Volkswagen Passenger Cars has just published its report for the third quarter. The company has continued to make progress. After the first nine months, the figures for deliveries and turnover are above last year’s levels. With 4.6 million vehicles delivered, up 2.9 percent, this was the most successful first nine months in the company’s history. But we also know that we need to further improve our operating profit as a proportion of revenue so that we can invest more quickly and intensively in the electricification an digitalization of our model range. That will only be possible if we set a profitability target of over six percent by 2025.

And how do you plan to achieve that six percent?
There are a number of approaches. One is to reduce the number of options offered. The Golf is a good example of this. We sold almost 84,000 Golf cars in Germany in 2017. Of those, more than 58,000 had different configurations, and only 400 Golf cars were identical – not to mention the different colors. You could say that we produced unique models. And that’s exactly what we need to do better in future. That brings with it advantages for everyone. The production plants need less warehouse space, the supply chain becomes simpler to manage, and in the end the customer also benefits because it’s easier to order using the configurator. Reducing complexity is the key requirement for further improving productivity in our plants.

How can you achieve that?
We have already put together a team that is pursuing three main avenues. We are checking whether we can afford to offer options in certain markets, as well as certain engine-transmission and trim options. Secondly, we are looking at the optimal degree of parts and module complexity. We are now tackling that issue together with my management board colleagues from Development, Sales, and Production. Last but not least, we are going to further streamline administration. There are still a number of processes in the company that are much too slow and bureaucratic. The further digitalization of our systems will play a crucial role as we seek to carry out this transformation.
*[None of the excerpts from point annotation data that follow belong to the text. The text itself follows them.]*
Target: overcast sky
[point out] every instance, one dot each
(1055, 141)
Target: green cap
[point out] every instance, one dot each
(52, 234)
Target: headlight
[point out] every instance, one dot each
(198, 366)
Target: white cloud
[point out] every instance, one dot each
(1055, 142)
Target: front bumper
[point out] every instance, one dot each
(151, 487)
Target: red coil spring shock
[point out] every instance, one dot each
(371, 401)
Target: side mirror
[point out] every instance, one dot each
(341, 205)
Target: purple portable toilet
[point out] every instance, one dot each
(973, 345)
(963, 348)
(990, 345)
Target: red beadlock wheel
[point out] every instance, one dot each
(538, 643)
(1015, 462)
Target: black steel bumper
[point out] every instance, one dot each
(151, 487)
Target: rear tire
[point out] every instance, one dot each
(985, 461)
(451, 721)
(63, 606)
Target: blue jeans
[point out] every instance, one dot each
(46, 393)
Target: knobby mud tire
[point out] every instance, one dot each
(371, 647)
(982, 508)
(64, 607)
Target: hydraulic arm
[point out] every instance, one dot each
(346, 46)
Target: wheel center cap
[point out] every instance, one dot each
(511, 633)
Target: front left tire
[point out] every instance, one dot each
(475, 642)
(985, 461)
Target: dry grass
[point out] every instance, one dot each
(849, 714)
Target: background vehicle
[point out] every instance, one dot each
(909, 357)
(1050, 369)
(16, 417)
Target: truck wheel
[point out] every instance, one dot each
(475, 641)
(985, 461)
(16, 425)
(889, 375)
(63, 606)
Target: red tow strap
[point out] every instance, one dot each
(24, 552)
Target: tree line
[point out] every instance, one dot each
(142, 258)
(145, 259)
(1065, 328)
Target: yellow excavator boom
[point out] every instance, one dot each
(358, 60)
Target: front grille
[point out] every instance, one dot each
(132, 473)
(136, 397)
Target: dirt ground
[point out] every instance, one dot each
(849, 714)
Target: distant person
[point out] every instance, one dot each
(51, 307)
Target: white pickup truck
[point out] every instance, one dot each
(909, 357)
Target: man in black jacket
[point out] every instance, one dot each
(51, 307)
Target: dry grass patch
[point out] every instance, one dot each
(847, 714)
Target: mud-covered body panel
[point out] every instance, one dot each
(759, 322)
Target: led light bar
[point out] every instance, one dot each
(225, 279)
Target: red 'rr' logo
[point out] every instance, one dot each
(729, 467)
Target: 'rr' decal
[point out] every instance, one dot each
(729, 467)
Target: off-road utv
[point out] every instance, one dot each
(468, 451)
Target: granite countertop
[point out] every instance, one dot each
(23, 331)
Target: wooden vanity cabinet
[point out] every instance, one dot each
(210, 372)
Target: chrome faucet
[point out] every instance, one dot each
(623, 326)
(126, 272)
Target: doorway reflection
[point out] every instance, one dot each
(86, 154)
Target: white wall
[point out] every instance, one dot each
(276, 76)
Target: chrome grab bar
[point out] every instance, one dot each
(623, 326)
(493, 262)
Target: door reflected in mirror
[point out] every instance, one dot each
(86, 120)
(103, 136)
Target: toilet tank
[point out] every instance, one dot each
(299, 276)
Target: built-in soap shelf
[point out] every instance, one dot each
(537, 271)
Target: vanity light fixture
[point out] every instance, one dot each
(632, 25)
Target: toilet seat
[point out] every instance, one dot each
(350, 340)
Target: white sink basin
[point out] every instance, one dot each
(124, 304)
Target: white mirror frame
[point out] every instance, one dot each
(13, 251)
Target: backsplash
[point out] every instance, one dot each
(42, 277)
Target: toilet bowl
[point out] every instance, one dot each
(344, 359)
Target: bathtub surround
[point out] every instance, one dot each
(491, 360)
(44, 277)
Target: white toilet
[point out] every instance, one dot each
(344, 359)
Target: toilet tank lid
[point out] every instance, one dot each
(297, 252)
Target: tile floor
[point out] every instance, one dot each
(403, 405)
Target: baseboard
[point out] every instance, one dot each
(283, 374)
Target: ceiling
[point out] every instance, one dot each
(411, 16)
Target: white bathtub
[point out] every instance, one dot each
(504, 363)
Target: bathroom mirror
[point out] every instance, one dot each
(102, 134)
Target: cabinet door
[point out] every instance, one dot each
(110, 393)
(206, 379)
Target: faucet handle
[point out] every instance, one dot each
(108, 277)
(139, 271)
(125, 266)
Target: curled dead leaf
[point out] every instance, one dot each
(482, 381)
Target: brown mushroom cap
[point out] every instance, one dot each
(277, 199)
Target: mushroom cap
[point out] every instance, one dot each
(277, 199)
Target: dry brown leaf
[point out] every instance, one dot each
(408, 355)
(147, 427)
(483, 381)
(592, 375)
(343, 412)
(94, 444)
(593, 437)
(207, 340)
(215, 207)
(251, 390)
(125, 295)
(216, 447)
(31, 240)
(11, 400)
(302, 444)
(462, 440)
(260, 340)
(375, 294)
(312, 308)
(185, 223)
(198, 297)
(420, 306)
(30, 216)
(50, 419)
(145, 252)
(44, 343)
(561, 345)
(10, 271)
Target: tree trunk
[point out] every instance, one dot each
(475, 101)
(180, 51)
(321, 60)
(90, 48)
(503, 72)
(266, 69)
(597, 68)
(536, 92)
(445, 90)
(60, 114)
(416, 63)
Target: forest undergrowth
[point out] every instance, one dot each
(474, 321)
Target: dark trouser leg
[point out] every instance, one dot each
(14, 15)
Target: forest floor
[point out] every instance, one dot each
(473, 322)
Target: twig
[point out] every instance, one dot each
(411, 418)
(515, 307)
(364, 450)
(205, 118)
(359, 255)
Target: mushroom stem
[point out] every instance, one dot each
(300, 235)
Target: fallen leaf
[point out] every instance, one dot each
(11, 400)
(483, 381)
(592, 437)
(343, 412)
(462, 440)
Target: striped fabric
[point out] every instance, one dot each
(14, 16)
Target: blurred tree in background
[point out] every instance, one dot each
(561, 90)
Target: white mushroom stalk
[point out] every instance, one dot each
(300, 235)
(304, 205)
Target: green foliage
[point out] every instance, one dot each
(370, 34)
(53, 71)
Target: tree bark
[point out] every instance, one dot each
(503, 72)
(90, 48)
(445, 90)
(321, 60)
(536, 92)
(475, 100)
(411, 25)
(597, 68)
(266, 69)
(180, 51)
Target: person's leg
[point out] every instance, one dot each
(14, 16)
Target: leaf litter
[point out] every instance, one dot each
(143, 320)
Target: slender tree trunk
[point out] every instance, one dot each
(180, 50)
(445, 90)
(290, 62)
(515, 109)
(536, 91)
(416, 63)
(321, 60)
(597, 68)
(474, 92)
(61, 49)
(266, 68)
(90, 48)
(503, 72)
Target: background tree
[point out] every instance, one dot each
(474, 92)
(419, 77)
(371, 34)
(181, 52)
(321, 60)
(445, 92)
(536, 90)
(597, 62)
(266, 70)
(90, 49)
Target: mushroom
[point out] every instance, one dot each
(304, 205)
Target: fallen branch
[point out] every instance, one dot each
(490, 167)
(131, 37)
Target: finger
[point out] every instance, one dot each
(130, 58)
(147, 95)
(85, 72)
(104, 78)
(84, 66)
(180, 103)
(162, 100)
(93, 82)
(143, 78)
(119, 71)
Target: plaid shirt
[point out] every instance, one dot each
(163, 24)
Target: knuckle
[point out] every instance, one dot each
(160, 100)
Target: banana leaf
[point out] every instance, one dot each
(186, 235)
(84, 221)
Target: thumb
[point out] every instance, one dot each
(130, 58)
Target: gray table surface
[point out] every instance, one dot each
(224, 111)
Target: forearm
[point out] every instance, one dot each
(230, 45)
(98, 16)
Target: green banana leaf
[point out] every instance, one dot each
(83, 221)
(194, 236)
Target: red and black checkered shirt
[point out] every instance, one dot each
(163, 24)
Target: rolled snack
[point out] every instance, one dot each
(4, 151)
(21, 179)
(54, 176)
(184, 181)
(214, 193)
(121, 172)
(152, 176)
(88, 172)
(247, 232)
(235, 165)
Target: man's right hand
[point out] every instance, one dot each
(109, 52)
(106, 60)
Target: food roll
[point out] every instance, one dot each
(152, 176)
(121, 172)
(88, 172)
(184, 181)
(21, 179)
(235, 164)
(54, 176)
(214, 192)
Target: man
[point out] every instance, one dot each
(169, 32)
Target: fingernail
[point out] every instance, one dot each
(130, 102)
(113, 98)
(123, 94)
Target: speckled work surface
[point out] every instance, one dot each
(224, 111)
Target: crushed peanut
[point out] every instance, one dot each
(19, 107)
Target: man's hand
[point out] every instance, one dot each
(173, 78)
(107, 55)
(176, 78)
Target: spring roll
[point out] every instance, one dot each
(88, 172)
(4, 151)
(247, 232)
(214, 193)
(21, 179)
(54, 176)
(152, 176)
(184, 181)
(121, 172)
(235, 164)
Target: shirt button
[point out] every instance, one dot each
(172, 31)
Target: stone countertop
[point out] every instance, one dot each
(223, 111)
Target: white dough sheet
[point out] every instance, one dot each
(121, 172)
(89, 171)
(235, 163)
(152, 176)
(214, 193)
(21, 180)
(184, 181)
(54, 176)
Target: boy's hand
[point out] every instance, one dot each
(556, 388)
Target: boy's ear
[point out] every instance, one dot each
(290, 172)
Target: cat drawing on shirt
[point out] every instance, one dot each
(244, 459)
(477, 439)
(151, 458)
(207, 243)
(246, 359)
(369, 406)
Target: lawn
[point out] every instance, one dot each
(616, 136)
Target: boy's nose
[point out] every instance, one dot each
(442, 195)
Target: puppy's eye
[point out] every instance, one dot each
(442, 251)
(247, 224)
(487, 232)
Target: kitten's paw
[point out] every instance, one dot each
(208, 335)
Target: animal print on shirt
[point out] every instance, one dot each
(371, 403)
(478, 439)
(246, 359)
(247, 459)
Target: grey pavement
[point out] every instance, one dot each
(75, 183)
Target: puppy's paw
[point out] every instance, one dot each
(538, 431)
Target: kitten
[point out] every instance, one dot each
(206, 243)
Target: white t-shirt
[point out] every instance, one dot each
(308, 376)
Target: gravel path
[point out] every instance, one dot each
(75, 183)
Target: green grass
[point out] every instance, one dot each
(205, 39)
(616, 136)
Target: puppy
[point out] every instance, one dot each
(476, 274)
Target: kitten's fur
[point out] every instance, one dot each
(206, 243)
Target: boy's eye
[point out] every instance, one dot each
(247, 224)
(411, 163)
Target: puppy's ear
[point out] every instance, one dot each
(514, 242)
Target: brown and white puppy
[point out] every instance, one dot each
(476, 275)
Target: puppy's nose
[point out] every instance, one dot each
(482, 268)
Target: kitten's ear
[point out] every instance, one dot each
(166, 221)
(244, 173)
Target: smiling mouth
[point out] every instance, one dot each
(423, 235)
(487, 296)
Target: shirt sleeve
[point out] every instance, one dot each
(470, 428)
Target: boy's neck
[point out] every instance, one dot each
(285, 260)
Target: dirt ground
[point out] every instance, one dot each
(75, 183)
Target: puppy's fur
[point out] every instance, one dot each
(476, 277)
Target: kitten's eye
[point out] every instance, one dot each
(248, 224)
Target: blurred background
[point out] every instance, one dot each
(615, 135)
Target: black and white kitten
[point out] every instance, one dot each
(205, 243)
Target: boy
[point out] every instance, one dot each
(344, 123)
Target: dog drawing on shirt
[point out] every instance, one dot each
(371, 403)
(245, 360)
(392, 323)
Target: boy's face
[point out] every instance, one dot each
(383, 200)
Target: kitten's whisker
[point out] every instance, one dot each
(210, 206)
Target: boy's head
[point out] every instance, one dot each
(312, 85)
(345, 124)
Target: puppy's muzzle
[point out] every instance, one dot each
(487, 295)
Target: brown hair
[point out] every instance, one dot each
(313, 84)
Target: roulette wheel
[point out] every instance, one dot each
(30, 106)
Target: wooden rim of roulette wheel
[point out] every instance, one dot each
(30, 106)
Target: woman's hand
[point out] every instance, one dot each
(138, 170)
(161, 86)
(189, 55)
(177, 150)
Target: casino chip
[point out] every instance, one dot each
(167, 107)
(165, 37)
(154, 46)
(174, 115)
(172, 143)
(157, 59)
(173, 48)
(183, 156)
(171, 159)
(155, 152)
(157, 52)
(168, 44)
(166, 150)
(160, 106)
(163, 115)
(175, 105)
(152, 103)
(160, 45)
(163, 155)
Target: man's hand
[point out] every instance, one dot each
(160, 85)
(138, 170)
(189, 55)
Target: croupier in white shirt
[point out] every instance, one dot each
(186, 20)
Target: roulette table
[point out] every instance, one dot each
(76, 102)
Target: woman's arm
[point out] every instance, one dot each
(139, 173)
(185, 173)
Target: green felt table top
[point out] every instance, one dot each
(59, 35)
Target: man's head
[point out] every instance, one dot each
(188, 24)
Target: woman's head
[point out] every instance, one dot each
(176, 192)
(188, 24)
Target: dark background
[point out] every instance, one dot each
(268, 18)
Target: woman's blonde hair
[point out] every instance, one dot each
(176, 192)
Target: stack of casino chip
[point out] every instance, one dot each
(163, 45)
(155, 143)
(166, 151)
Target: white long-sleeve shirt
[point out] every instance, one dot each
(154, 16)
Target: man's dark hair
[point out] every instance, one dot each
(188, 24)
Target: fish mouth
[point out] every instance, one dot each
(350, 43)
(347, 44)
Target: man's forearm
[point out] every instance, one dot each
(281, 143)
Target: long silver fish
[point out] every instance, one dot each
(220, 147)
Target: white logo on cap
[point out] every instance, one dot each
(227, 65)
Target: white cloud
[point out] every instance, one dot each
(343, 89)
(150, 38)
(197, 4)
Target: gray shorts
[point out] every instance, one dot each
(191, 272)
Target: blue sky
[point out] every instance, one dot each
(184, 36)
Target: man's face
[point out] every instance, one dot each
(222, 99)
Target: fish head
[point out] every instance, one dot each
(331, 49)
"You could say that we produced unique models"

Either...
or…?

Asking Ralf Brandstätter

Christmas or Easter?
Both. Spending time with family is the main thing.

VfL Wolfsburg or 
Eintracht Braunschweig?
VfL Wolfsburg.

Bach or Beatles?

I prefer NDR 2 or NDR Info.

Left or right lane? 
Moving forward efficiently is the most important thing.

Movies or TV shows?
I’d rather have a book.

The mountains or the sea?
The view of the seafrom a mountain.

Jogging or swimming?
Both. And then a bike ride! For me, endurance sports are a good way to balance work.

Chocolate or gummy bears?
No question about it: chocolate. But dark, please!